To pull down and reproduce everything and get access to the CLI just run:

if you don't already have `pipenv`, you can install it using `pip`
```commandline
pip install pipenv
```

Then do

```commandline
git clone https://github.com/tmthyjames/ds-meetup-ml-repro.git

cd ds-meetup-ml-repro

pipenv install --dev
```

That's it! You're ready to start reproducing the data and ML pipelines.

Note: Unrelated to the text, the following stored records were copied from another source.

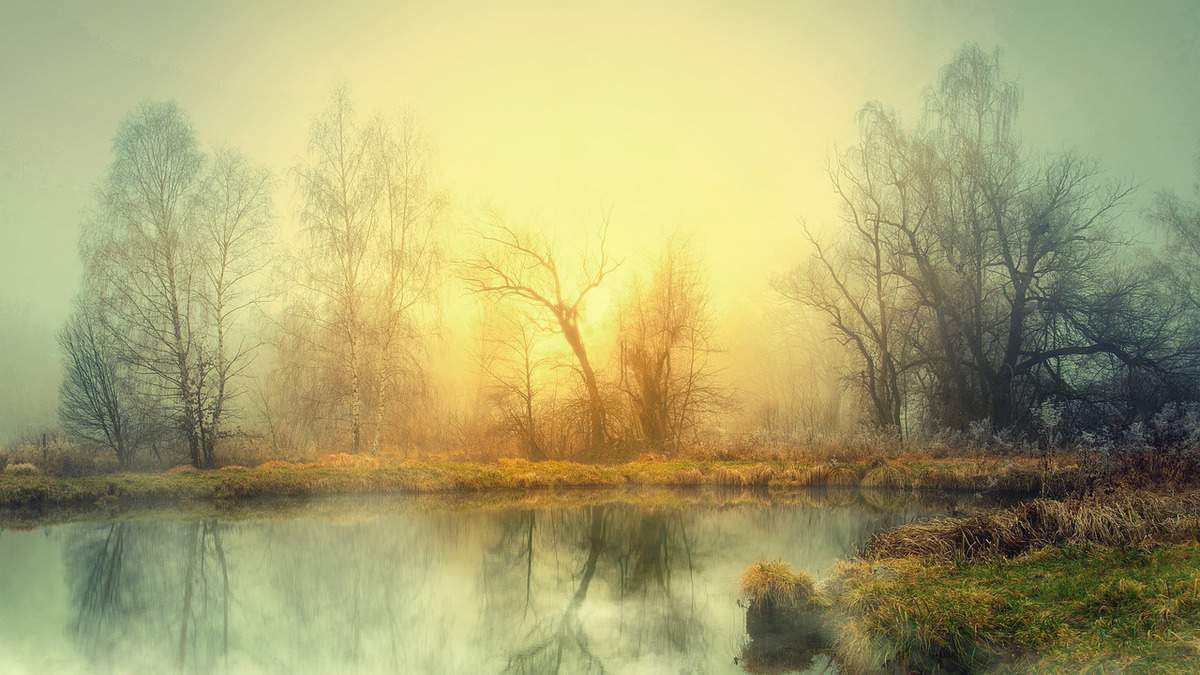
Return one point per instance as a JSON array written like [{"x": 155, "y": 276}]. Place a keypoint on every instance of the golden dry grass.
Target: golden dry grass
[
  {"x": 1123, "y": 518},
  {"x": 773, "y": 584}
]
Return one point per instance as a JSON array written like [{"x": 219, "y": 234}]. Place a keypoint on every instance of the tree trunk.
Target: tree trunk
[{"x": 597, "y": 435}]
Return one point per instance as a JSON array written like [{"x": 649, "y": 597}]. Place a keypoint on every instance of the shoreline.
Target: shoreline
[
  {"x": 355, "y": 475},
  {"x": 1108, "y": 580}
]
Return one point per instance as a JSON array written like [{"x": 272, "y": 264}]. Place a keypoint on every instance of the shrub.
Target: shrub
[{"x": 22, "y": 469}]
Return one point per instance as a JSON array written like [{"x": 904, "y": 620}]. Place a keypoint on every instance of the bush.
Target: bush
[{"x": 22, "y": 469}]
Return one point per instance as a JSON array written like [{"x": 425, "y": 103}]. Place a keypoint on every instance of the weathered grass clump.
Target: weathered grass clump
[
  {"x": 889, "y": 475},
  {"x": 22, "y": 469},
  {"x": 773, "y": 586},
  {"x": 388, "y": 473},
  {"x": 1073, "y": 608},
  {"x": 785, "y": 619},
  {"x": 1122, "y": 518}
]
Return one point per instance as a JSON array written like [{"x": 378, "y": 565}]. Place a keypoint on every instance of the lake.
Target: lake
[{"x": 589, "y": 581}]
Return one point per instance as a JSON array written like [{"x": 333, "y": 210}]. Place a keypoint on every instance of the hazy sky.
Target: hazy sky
[{"x": 709, "y": 119}]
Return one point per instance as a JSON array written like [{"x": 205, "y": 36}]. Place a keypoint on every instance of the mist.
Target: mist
[{"x": 694, "y": 129}]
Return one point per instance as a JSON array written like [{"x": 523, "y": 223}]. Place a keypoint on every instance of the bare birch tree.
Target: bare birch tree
[
  {"x": 341, "y": 189},
  {"x": 96, "y": 399},
  {"x": 519, "y": 266},
  {"x": 667, "y": 371}
]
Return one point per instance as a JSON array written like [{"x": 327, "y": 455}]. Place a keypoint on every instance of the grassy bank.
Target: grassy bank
[
  {"x": 1062, "y": 608},
  {"x": 336, "y": 475},
  {"x": 1107, "y": 583}
]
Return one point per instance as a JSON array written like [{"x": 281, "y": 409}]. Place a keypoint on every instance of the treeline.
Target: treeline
[
  {"x": 972, "y": 284},
  {"x": 978, "y": 281}
]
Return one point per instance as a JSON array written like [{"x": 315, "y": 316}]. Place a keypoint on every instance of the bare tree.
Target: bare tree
[
  {"x": 234, "y": 216},
  {"x": 667, "y": 371},
  {"x": 409, "y": 213},
  {"x": 168, "y": 262},
  {"x": 1181, "y": 220},
  {"x": 519, "y": 266},
  {"x": 144, "y": 260},
  {"x": 96, "y": 399},
  {"x": 970, "y": 266},
  {"x": 341, "y": 189},
  {"x": 515, "y": 365}
]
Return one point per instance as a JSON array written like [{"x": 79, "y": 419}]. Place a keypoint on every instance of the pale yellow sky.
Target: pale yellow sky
[{"x": 712, "y": 120}]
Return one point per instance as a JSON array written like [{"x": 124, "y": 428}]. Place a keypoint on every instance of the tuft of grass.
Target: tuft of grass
[
  {"x": 773, "y": 586},
  {"x": 891, "y": 475}
]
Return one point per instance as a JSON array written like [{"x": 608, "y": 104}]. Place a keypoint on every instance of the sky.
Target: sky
[{"x": 709, "y": 120}]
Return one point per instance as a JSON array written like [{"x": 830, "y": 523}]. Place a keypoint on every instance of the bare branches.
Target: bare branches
[{"x": 513, "y": 264}]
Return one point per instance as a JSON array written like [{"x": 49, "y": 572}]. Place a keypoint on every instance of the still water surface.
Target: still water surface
[{"x": 412, "y": 585}]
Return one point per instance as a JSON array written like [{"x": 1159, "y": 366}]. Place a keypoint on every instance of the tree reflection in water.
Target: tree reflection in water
[
  {"x": 125, "y": 577},
  {"x": 395, "y": 586}
]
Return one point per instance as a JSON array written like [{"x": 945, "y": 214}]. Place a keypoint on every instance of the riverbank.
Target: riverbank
[
  {"x": 358, "y": 475},
  {"x": 1107, "y": 583}
]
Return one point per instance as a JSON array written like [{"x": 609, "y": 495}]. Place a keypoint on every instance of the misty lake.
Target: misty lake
[{"x": 587, "y": 584}]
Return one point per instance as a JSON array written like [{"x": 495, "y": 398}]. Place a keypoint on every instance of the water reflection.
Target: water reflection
[{"x": 399, "y": 586}]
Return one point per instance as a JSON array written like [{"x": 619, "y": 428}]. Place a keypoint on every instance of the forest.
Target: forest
[
  {"x": 340, "y": 417},
  {"x": 976, "y": 292}
]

## Now you have access to the `reproml` CLI:

To activate the virtual env shell
```commandline
pipenv shell
```

Now you can run the `reproml` commands:

```commandline
❯ reproml --help ─╯
Usage: reproml [OPTIONS] COMMAND [ARGS]...

Options:
--version Show the version and exit.
--help Show this message and exit.

Commands:
etl
ml
prepro
validate
```

Which comes with sub commands for each phase (ETL, Preprocessing, ML, Validating).
To view the help page for each subcommand run `reproml --help` like so:

```commandline
❯ reproml etl --help ─╯
Usage: reproml etl [OPTIONS] COMMAND [ARGS]...

Options:
--help Show this message and exit.

Commands:
get-lyrics run the lyrics data jobs.
run-all Run all jobs
```

So to run the ETL just do this:

```commandline
reproml etl get-lyrics
```

And this will populate the `data/raw` folder, then you can run the propro subcommand
to populate the `data/processed` folder:

```commandline
reproml prepro process
```

You can also import these commands into a notebook environment and use as python functions:

```python
import pandas as pd
from reproml.etl.lyrics import get_lyrics
from reproml.preprocess import process_lyrics

raw_path = get_lyrics()
prepro_path = process_lyrics(srcpath=raw_path)
df = pd.read_parquet(prepro_path)

df.head()
```

## DVC (Data Version Control)

To run this with DVC and thus track all the outputs and dependencies:

```commandline
dvc repro
```

Will reproduce all the stages (etl, ml, preprocessing, validation). Here's a DAG to see the full pipeline:

```commandline
❯ dvc dag
+------------+
| get-lyrics |
+------------+
*
*
*
+---------------+
| prepro-lyrics |
+---------------+
*
*
*
+--------------+
| split-lyrics |
+--------------+
*** ***
** **
** **
+-------------+ **
| train-model | **
+-------------+ **
*** ***
** **
** **
+----------------+
| validate-model |
+----------------+
```

# To run individual stages with DVC:

The names of the nodes in the DAG are the names of the stages, so to run `get-lyrics`
for example:

```commandline
dvc repro -s get-lyrics
```

## To contribute or set up for development, here are the development pre-requisites

To work with this repo install the following prerequisites:

* python 3.8+
* pre-commit:

```
brew install pre-commit
```

* pipenv

```
conda install pip
pip install pipenv
```

**Setup for Development**

After prerequisites are installed, run the following commands to clone the repo and configure it for development:

```
cd

# Install pre-commit hooks to local clone
pre-commit install

# Install pipenv environment
pipenv install --dev

# Create IPython Kernel for the virtual environment
pipenv run ipython kernel install --user --name=reproml
```

The `pipenv install` command above creates an isolated virtual environment for this repo with
all dev dependencies installed. There are two main ways of using the virtual environment. To
run a one off command in the environment use `pipenv run`. For example, the following command
will show the location of the python executable for the environment:

```
pipenv run which python
```

Alternatively, for running many commands `pipenv shell` is used to spawn a new shell in the
virtual environment.

```
cd
pipenv shell
```

## Running Tests

To run the unit tests run the following command (optionally adding `--cov` for a coverage report):

```
pytest
```

## Troubleshooting

If you ever have trouble with the python environment,
many problems can be resolved by "rebooting" it
by running these commands in the repo root:

```
pipenv --rm
pipenv install --dev
```

This will resolve common problems with packages not being found, etc.